Despite this decline, Brand Finance is optimistic that the hotel sector has the potential to continue to grow thanks to the gradual return of tourists following the gradual lifting of health measures. In this sense, the report reflects an improvement in hotel bookings and occupancy for the coming years.
In addition, Brand Finance has created a list of the most powerful hotel brands in the world in 2021, headed by the Hilton hotel chain, which managed to take first place with a value of 7.6 billion dollars, although this value decreased by 30% compared to last year. On the other hand, compared to the general trend of decline, the Hyatt chain increased by 3.6%, obtaining a profit of 4.69 billion dollars, positioning itself ahead of the Holiday Inn chain, as the latter would have achieved a profit of 3.77 billion dollars, which translates into a 16% decrease.
On the other hand, the Hampton chain has taken fourth place in the ranking after its value fell by 26% to 286 million dollars. In fifth place is the Marriott chain, which fell from second place in last year's ranking. This drop has meant a loss of 24 billion dollars. They are followed by Shangri-La Hotels, which is in sixth place with a fall of 19.5%. As for the Intercontinental hotel brand, it is in seventh position with a value of 1.46 billion after its value fell by 16.3%, followed by the Double Tree chain, which lost 45.6% of its value to register 1.3 billion in 2021.
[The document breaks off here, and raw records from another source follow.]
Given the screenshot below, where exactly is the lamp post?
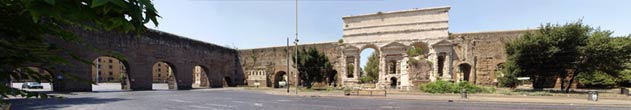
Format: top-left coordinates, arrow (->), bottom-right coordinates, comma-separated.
285,37 -> 291,94
294,0 -> 300,95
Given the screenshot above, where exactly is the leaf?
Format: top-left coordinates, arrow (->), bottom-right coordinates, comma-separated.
44,0 -> 55,5
90,0 -> 109,8
110,0 -> 127,7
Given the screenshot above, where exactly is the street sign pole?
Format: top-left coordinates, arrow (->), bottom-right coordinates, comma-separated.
294,0 -> 300,95
285,37 -> 291,94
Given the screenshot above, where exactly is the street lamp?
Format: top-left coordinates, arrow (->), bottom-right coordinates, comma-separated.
294,0 -> 300,95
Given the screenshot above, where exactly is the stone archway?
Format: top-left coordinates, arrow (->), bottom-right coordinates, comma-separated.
191,65 -> 210,88
390,77 -> 398,89
152,61 -> 177,90
223,76 -> 232,87
91,56 -> 131,91
273,71 -> 288,88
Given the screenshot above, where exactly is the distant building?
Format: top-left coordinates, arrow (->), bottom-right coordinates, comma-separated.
153,62 -> 173,83
92,56 -> 127,83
In ninth place is the Crown Blaze chain while the Sheraton brand, which was valued at 1.13 billion dollars, was positioned at the bottom of the ranking, i.e. down 16%.
In 2020 the coronavirus pandemic devastated global tourism and made it the worst year in the history of the tertiary sector, with a 1 billion decrease in the number of tourists due to mobility restrictions. In this respect, the tourism sector lost 1.3 billion in 2020, as announced by the World Tourism Organisation.